PROJECT ABSTRACT This application is to evaluate the potential of a super-resolution microscopy system to image disrupted nanoscale chromatin folding as an early event in carcinogenesis and explore its potential to improve cancer risk stratification. Abnormal chromatin structure is among the most universal characteristics of tumor cells and has been used for clinical cancer diagnosis for two centuries. However, due to the diffraction-limited resolution of conventional light microscopy, only microscale structural abnormalities can be observed. As a result, cells undergoing early stages of malignant transformation often appear normal. Such limitation in image resolution has compromised our ability to accurately risk-stratify precursor lesions or distinguish aggressive from indolent forms. Recent advances in super-resolution fluorescence nanoscopy now enable us to image molecular-level chromatin structure down to a resolution of ~20-30 nm. Our group recently improved the throughput and robustness in stochastic optical reconstruction microscopy (STORM)-based super-resolution microscopy and enabled robust imaging of chromatin folding on the most widely used clinical samples. Built upon our preliminary studies that revealed a significant and gradual disruption of nanoscale chromatin folding in early carcinogenesis, this project will first further confirm the disrupted chromatin folding that accompanies carcinogenesis and identify their molecular characteristics and functional consequences. Second, we will optimize the workflow of super-resolution imaging system, sample preparation and image analysis to enable efficient and reproducible analysis of nanoscale chromatin folding in clinical tissue samples. We will also validate our finding of disrupted chromatin folding in patients with various colorectal precursor lesions and cancer.

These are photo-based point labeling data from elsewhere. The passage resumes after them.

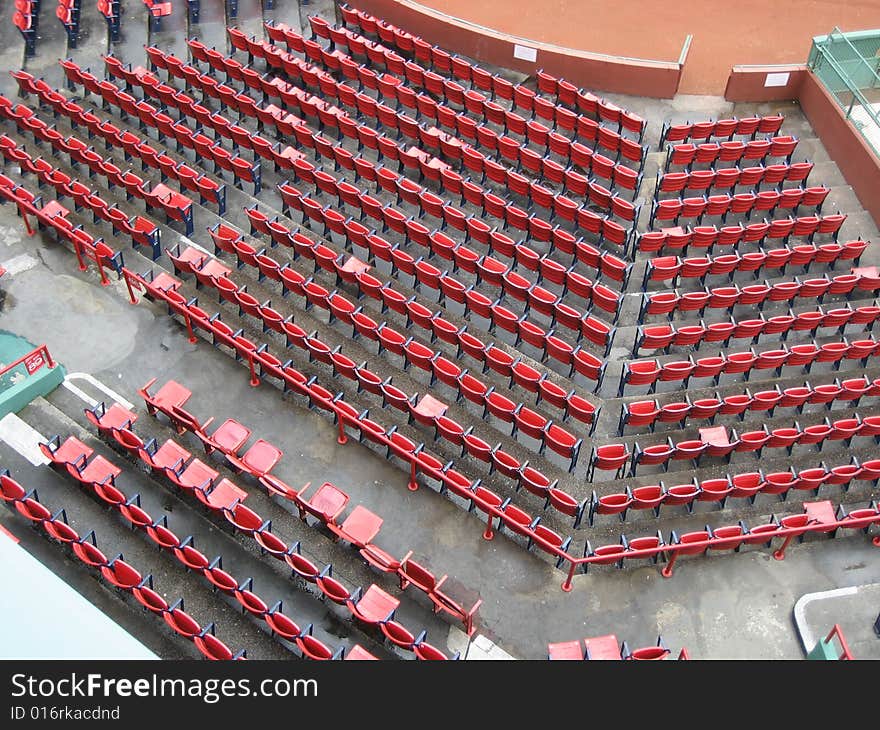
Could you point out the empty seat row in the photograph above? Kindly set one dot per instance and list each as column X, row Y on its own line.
column 68, row 12
column 67, row 455
column 711, row 236
column 371, row 606
column 489, row 271
column 728, row 297
column 149, row 116
column 685, row 155
column 112, row 12
column 674, row 268
column 551, row 346
column 718, row 490
column 351, row 270
column 413, row 353
column 608, row 648
column 719, row 442
column 175, row 205
column 132, row 145
column 157, row 11
column 170, row 400
column 575, row 152
column 262, row 364
column 816, row 517
column 116, row 571
column 55, row 216
column 141, row 230
column 243, row 170
column 639, row 414
column 471, row 100
column 724, row 204
column 563, row 92
column 27, row 19
column 664, row 336
column 175, row 463
column 650, row 372
column 728, row 178
column 730, row 128
column 492, row 205
column 509, row 149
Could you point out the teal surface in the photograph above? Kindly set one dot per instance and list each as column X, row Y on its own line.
column 17, row 388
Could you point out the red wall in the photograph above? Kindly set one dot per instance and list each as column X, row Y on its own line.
column 844, row 143
column 658, row 79
column 746, row 83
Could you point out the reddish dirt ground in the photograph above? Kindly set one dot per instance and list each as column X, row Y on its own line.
column 725, row 33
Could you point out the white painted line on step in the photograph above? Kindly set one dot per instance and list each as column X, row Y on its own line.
column 807, row 638
column 18, row 264
column 23, row 438
column 97, row 384
column 479, row 648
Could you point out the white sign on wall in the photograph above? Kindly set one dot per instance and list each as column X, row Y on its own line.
column 525, row 53
column 777, row 79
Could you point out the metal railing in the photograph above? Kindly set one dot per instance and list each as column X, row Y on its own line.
column 25, row 366
column 848, row 65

Third, we will evaluate the potential of imaging nanoscale chromatin folding to in patients with colorectal adenomatous polyps. This study will establish the scientific basis and underlying molecular profile of disrupted nanoscale chromatin folding in early carcinogenesis, opening a new avenue for risk stratification, facilitating the development and evaluation of new preventive strategies.

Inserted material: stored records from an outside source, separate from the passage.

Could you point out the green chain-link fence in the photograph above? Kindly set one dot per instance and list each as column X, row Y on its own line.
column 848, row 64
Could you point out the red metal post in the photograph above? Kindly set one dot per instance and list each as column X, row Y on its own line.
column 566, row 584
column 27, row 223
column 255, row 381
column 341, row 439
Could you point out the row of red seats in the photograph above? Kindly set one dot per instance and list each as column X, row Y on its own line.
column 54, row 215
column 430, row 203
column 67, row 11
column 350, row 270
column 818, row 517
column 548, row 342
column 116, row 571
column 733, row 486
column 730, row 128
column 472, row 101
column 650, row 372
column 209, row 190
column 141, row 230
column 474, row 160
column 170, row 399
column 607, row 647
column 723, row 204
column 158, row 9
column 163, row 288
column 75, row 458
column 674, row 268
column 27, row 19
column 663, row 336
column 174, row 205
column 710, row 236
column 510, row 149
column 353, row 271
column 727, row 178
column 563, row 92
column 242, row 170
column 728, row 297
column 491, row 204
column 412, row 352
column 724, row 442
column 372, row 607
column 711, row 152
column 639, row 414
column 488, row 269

项目摘要 该应用是为了评估超分辨率显微镜系统图像破坏的潜力 纳米级染色质折叠是致癌作用的早期事件，并探索了改善癌症的潜力 风险分层。异常染色质结构是肿瘤细胞和 已用于临床癌症诊断已有两个世纪。但是，由于衍射有限的分辨率 在常规的光学显微镜下，只能观察到显微镜结构异常。结果，细胞 经历恶性转化的早期阶段通常看起来正常。图像分辨率的这种限制 已经损害了我们准确风险分层前体病变或区分侵略性的能力 表格。超分辨率荧光纳米镜检查的最新进展使我们能够成像分子级 染色质结构降至约20-30 nm。我们小组最近改善了吞吐量和 随机光学重建显微镜（Storm）的超分辨率显微镜的鲁棒性和 在最广泛使用的临床样品上启用了染色质折叠的可靠成像。建立在我们的基础上 初步研究揭示了早期纳米级染色质折叠的明显逐渐破坏 致癌作用，该项目将首先进一步确认伴随的染色质折叠 癌变并确定其分子特征和功能后果。第二，我们会的 优化超分辨率成像系统，样品制备和图像分析的工作流程以启用 临床组织样品中纳米级染色质折叠的有效且可重复的分析。我们也会 验证我们发现各种结直肠前体病变患者和 癌症。第三，我们将评估成像纳米级染色质折叠的潜力 结直肠腺瘤息肉。这项研究将建立科学基础和潜在的分子概况 在早期致癌作用中破坏了纳米级染色质折叠，为风险分层开辟了新的途径， 促进新的预防策略的发展和评估。